Thursday, June 10, 2010

Aunt Esther


Esther, circa 1905

The second child in the Peterson family was my aunt Esther. She never married, indeed I have no hint that any romance ever entered her life. I seem to recall that sometime in her early adulthood, she made some money as a seamstress. Later on she worked as a domestic servant for the Hubbell family in Des Moines. How she entered this work I have no idea. The Hubbell family was well off economically and I think influential politically in the Iowa of the times. Aunt Esther was the cook for the other servants. There was another cook for the members of the Hubbell family themselves. My impression is that there were maybe half a dozen servants employed by the Hubbells. I have a vague impression that some time in my youth I was taken for a ride in the city of Des Moines and one of the sights pointed out to me was the Hubbell mansion.

Subsequently she worked at the Deaconess Institute in Omaha again I think as a domestic. She was never one of the deaconesses. During her employment there she suffered a mental breakdown and spent several years at the state institution in Cherokee for the mentally disturbed. She recovered enough to be discharged, returned to the parental home where she lived until she and uncle Carl went to the home in Madrid.

In her youth I believe she had some instruction in the piano and later on she was the first teacher that my aunt Ruth had. In her later years she was severely afflicted with arthritis and her hands were pretty gnarled. She used playing the piano as therapy for her condition, how successfully I have no idea. But it shows that she retained her knowledge of the piano to an advanced age.

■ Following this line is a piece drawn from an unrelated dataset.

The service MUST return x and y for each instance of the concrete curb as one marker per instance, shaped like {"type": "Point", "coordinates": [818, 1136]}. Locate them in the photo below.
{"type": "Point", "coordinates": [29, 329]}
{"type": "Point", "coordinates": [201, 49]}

After her return from Cherokee I believe she would on occasion help my mother with household tasks but I am not certain of this. For example she would come on the days when my mother did the weekly wash and assist her. One time, perhaps on one of these visits she and I were having lunch together. Lunch consisted of potatoes with gravy. There were not many potatoes so she said that she would have bread instead with the gravy. I thought this was odd, I had never had bread and gravy together.

She died at Madrid not long after uncle Carl died. Where my uncle was often a querulous inmate at the home, my aunt Esther was just the opposite — simply grateful for the care she was given.

Of all my grandmother’s children I think her life was the most tragic. Devoid of an occupation that contained any aura of interest, with her outlook on life crippled by her Lutheran belief. Through it all she was an uncomplaining soul.